第7話
「なあ、篤宏のヤツどこ行ったんだ?」
樹が隣にいる真壁に話しかける。
「そう言えばさっきから見かけないな。ちょっとここ出て他も見がてら探してみよう。」
真壁がそう答える。
「そうだな、じゃあ、優と裕太も読んでみんなで探しに行こうぜ。」
樹がそう言いながら、スマホのライトのかすかな光が2つ浮かび上がっている方に懐中電灯を向ける。

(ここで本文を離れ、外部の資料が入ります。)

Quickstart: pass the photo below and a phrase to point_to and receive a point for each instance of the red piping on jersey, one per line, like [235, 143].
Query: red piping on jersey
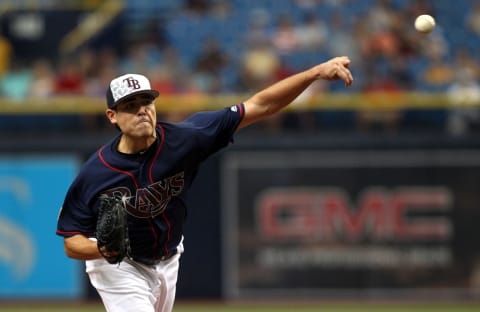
[160, 145]
[165, 247]
[150, 174]
[116, 169]
[71, 233]
[240, 107]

「おーい、そっち何か面白いもん見つかった?篤宏探しに行こうぜ」
樹が二人に向かって呼びかける。一方、真壁は本殿側の崩れて大きく穴の空いた壁から本殿の様子が見えるのではないかと思い、壁に近づいてみた。壁だと思っていたものは、ボロボロになって傾いだ木製の扉のようだ。扉を開けようと手で押してみると、扉が外れ、真壁は扉に手をかけたまま、扉共々中庭に倒れ込んだ。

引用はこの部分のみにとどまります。